Di antara makhluk yang do’a atau permohonannya selalu dikabulkan oleh Allah Subhanahu wa Ta’ala adalah para Malaikat. Hal ini karena mereka tidak pernah mengatakan sesuatu kecuali dengan izin Allah Subhanahu wa Ta’ala dan tidak pernah melakukan sesuatu kecuali dengan perintah-Nya, mereka tidak pernah mendo’akan kecuali kepada orang-orang yang diridhai oleh Allah Subhanahu wa Ta’ala, dalam hal ini Allah Subhanahu wa Ta’ala berfirman.
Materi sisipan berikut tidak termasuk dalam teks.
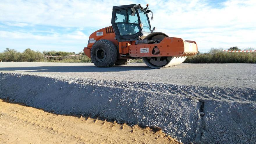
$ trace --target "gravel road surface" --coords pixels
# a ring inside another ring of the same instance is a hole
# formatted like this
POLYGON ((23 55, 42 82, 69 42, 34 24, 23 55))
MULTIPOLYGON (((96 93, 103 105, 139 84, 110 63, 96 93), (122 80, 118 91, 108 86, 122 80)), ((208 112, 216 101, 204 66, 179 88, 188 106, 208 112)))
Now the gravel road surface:
POLYGON ((256 143, 256 64, 0 63, 0 98, 160 128, 185 143, 256 143))

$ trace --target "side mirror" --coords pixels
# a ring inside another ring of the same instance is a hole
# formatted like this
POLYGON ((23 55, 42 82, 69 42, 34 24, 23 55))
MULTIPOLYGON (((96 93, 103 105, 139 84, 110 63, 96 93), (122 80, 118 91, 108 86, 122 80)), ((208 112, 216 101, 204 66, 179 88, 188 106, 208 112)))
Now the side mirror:
POLYGON ((135 16, 135 10, 134 8, 131 8, 131 16, 135 16))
وَقَالُوا اتَّخَذَ الرَّحْمٰنُ وَلَدًا سُبْحٰنَهٗ ۗبَلْ عِبَادٌ مُّكْرَمُوْنَ ۙ لَا يَسْبِقُوْنَهٗ بِالْقَوْلِ وَهُمْ بِاَمْرِهٖ يَعْمَلُوْنَ يَعْلَمُ مَا بَيْنَ اَيْدِيْهِمْ وَمَا خَلْفَهُمْ وَلَا يَشْفَعُوْنَۙ اِلَّا لِمَنِ ارْتَضٰى وَهُمْ مِّنْ خَشْيَتِهٖ مُشْفِقُوْنَ
“Dan mereka berkata: ‘Yang Maha Pemurah telah mengambil (mempunyai) anak, Mahasuci Allah.’ Sebenarnya (Malaikat-Malaikat itu) adalah hamba-hamba yang dimuliakan, mereka itu tidak mendahului-Nya dengan perkataan dan mereka mengerjakan perintah-perintah-Nya. Allah mengetahui segala sesuatu yang di hadapan mereka (Malaikat) dan yang di belakang mereka. Dan mereka tidak memberi syafa’at melainkan kepada orang-orang yang diridhai Allah. Dan mereka itu selalu berhati-hati karena takut kepada-Nya.” (Al-An-biyaa’/21: 26-28)
Di antara permasalahan yang berhubungan dengan Malaikat dalam ayat tersebut adalah sebagai berikut:
- لاَ يَسْبِقُوْنَهُ بِالْقَوْلِ (“Mereka itu tidak mendahului-Nya dengan perkataan.”)
Al-‘Allamah asy-Syaukani berkata dalam tafsirnya: “Mereka tidak akan mengatakan sesuatu kecuali apa-apa yang dikatakan oleh-Nya atau atas perintah-Nya. Demikian pula penafsiran yang diungkapkan oleh Ibnu Qutaibah dan yang lainnya.”[1]
- وَهُمْ بِأَمْرِهِ يَعْمَلُوْنَ (“Mereka mengerjakan perintah-perintah-Nya.”)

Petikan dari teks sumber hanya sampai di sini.